At age 29, Kyle Sandness thought his shortness of breath must be the onset of asthma.
Imagine the shock when he learned his heart is failing and he’ll need a transplant.
That was a few months ago. Now to make matters worse, his souped-up pickup truck, his pride and joy, was stolen two weekends ago from the parking lot at Metropolis at Metrotown mall.
Inside was medical equipment necessary to keep his temporary artificial heart operating.
Sandness, who lives in Surrey, said he was only in the mall for about a half hour or so on Saturday, Sept. 27.
When he returned to the parking lot outside Sears along Kingsway, the truck was gone.
Burnaby RCMP Staff Sgt. Major John Buis confirmed police are investigating the theft, which happened sometime between 5 and 6 p.m. in “broad daylight.”
The pickup truck is described as a dark grey, 2007 Ford F350 with licence plate HL 8891. It’s “significant,” Buis noted, because it’s a Harley Davidson edition, with chrome rims, a black toolbox in the rear, an eight-inch lift kit on the wheels, red RDF sticker on the rear window, with a hitch and loud exhaust. Also taken were tools in the rear toolbox.
The stolen medical equipment included batteries (four-inches-by-three-inches with a grey cord) and battery chargers for the artificial heart, and medications. It’s valued at about $70,000, Buis said.
“Although he’s had the batteries replaced, it’s a significant cost to the taxpayers of British Columbia.”

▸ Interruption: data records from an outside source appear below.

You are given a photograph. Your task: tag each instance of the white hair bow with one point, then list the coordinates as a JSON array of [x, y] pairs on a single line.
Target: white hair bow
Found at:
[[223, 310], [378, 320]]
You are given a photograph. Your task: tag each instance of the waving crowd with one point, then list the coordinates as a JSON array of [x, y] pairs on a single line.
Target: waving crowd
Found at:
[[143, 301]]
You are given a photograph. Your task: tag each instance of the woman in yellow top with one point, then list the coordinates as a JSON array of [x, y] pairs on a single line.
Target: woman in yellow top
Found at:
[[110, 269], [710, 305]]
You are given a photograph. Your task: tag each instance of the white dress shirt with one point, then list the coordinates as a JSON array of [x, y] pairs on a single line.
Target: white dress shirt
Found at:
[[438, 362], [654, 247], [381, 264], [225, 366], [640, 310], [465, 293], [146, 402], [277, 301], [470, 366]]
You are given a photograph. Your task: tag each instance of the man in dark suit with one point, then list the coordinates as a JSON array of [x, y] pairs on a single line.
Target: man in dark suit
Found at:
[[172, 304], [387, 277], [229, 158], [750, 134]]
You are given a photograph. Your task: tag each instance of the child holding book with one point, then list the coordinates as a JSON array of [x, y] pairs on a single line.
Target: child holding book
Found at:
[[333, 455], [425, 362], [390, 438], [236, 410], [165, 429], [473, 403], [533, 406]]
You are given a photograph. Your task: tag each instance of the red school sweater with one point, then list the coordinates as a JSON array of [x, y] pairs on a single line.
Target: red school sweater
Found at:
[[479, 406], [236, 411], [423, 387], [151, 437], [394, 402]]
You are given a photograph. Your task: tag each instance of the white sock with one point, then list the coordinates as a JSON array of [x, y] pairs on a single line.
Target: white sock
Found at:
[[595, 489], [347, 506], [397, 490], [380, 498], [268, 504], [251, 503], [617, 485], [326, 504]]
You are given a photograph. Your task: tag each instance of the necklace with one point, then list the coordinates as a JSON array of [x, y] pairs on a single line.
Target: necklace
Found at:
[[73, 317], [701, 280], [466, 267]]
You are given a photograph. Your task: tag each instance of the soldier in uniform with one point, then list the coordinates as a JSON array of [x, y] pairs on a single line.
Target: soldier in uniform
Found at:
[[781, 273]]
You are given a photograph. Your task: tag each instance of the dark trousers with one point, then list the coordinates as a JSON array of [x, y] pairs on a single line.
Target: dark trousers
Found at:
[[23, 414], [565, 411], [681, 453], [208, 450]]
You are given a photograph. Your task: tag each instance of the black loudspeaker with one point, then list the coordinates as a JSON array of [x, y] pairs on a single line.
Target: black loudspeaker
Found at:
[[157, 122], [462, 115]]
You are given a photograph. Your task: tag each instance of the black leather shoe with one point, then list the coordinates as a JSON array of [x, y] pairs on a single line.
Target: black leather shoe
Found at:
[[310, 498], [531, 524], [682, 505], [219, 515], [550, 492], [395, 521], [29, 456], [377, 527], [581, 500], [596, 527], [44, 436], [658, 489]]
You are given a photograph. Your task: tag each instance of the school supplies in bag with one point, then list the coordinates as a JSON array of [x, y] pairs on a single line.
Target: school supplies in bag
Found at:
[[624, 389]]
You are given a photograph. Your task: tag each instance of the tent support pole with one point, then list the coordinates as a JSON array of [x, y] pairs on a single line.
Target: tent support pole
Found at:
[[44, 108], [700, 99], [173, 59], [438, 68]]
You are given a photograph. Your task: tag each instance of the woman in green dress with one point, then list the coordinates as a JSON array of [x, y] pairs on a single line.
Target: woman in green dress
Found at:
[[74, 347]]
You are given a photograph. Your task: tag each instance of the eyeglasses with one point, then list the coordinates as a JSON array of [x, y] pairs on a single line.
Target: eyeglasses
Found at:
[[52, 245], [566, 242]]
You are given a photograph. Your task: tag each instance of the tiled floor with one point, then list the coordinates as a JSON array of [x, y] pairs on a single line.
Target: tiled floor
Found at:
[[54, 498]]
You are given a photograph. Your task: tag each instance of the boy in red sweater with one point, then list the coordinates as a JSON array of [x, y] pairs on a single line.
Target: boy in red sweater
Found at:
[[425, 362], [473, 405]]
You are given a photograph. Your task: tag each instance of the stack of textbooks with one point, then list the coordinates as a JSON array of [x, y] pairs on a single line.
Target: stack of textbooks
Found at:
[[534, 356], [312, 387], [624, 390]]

Of the medical equipment Sandness said in an interview that “there’s no chance [the thieves] can make any money off it at all. Who’s going to buy this equipment?”
He said the truck was all he had left of his life prior to his diagnosis.

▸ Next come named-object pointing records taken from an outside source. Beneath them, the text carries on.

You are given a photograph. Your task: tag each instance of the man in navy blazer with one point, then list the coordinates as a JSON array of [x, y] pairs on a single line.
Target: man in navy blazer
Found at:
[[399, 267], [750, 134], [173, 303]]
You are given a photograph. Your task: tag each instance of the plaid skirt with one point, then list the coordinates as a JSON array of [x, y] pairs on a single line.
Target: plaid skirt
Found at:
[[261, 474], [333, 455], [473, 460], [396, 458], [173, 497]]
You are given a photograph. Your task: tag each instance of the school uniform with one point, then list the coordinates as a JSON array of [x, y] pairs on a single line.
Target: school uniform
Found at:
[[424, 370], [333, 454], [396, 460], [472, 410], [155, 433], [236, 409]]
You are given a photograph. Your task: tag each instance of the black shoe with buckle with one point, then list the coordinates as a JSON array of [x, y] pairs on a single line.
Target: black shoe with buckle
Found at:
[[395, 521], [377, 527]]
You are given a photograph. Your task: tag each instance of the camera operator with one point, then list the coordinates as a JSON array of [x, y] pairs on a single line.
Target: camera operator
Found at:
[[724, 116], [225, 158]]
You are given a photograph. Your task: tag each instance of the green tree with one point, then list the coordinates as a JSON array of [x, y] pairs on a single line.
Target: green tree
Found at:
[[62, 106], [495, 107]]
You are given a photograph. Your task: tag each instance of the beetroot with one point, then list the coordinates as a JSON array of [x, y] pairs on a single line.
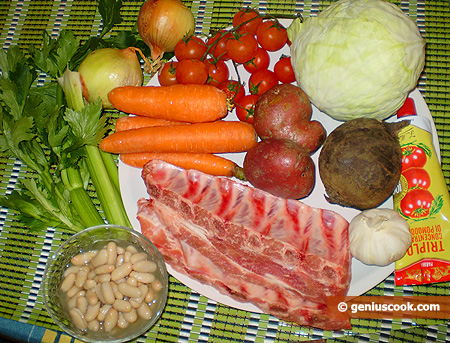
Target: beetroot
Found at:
[[360, 163]]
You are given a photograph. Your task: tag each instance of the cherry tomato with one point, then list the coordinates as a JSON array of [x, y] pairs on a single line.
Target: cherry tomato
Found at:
[[260, 61], [218, 71], [283, 70], [271, 35], [261, 81], [413, 156], [245, 108], [417, 178], [234, 91], [190, 48], [243, 48], [251, 17], [192, 72], [219, 49], [416, 203], [166, 75]]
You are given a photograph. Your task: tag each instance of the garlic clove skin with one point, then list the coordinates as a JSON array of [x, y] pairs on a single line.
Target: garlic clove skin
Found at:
[[379, 236]]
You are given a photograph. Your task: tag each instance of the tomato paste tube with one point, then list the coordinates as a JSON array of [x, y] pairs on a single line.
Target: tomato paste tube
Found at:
[[422, 198]]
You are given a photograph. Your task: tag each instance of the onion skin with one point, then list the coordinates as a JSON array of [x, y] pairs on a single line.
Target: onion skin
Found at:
[[360, 163], [162, 23], [105, 69]]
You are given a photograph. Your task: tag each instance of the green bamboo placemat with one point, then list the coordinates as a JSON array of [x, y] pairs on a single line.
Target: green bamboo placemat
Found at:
[[190, 317]]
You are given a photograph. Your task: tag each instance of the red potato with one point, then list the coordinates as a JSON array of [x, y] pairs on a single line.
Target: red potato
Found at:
[[280, 167], [284, 112]]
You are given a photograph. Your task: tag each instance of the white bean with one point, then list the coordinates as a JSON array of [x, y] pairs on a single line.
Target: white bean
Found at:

Left: After thinking he was coming down with asthma, Kyle Sandness learned several months ago that he needs a heart transplant. (Facebook)
Sandness’ nightmare started in May when he noticed he was getting short of breath and it was getting worse and worse. He thought maybe he was getting asthma.

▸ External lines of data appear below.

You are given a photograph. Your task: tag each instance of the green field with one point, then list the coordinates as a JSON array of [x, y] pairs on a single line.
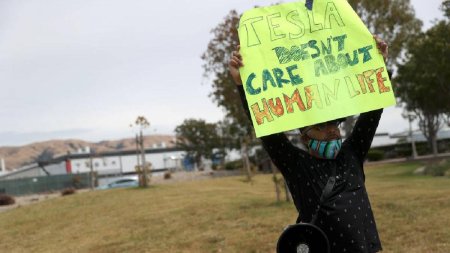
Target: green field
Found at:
[[220, 215]]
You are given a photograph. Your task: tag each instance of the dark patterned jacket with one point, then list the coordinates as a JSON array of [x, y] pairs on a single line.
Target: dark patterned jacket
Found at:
[[346, 215]]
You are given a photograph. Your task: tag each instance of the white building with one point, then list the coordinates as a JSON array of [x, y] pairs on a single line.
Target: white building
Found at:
[[108, 163]]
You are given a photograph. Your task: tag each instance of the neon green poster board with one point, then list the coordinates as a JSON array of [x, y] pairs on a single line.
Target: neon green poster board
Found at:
[[303, 67]]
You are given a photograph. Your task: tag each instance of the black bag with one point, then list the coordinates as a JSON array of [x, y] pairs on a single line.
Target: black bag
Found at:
[[307, 237], [303, 238]]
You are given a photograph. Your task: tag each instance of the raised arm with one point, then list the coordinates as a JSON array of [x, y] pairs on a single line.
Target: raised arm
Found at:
[[364, 130]]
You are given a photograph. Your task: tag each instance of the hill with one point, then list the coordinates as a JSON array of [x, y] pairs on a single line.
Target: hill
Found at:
[[220, 215], [16, 157]]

His doctor gave him some inhalers, but when things didn’t improve, he began seeing a cardiologist. Before they could reach a diagnosis, he suddenly found himself at the emergency room at Surrey Memorial Hospital.
“They said I was knocking on the door. I passed out. They had to cut my neck and put a whole bunch of IVs in me, ‘pretty much died,’ they said.”
Sandness spent the next 45 days in hospital, first in Surrey, then at St. Paul’s in Vancouver. He was eventually told his heart was swollen and had become very weak. The artificial heart was put in to help his own heart pump until he can get a transplant, expected to take up to a year, or on the “slight chance” his damaged heart can recover.
Before his health challenges, it wasn’t unusual for Sandness to work six or seven days a week as an HVAC (heating, ventilation and air conditioning) installer, then head to the gym to work out on his time off.
That’s how he was able to afford the truck, which he still hasn’t paid off, and the $15,000 in engine, lift and other modifications he made to it, he said.
“I lost everything when I went in the hospital but I managed to keep the truck.”
He can no longer do the physical work of HVAC installations, so he couldn’t pay his rent and had to move back in with his parents. “I couldn’t even pack my own stuff up. My parents had to go and pack my house, deal with the landlord, I just couldn’t do anything.”
Sandness sprinkles his story with self-deprecating humour, noting he’s been forced to rent a vehicle, which ended up being a “soccer mom” station wagon.
Having a vehicle is crucial at the moment because he has three to four doctors appointments a week, and twice a week he’s at St. Paul’s participating in their specialized exercise programs for heart patients.
He had a glimmer of hope for his truck when someone found his wallet in the middle of the road in Aldergrove. The cash was missing but his identification was still inside. He drove around the area for two hours in hopes of spotting his truck to no avail.
In the meantime, he’s doing his best to stay positive.
“It’s just so hard because I’ve been through a lot,” Sandness said. “It’s a lot of stress and stress on my heart is not a good thing … I try to keep happy, keep myself occupied to not think about things.”
And while he said he is reluctant to ask, anyone who wants to help him financially can contribute to a Paypal account that can be found under firstname.lastname@example.org.
Anyone with information on the theft of his truck and the medical equipment can call Burnaby RCMP at 604-294-7922.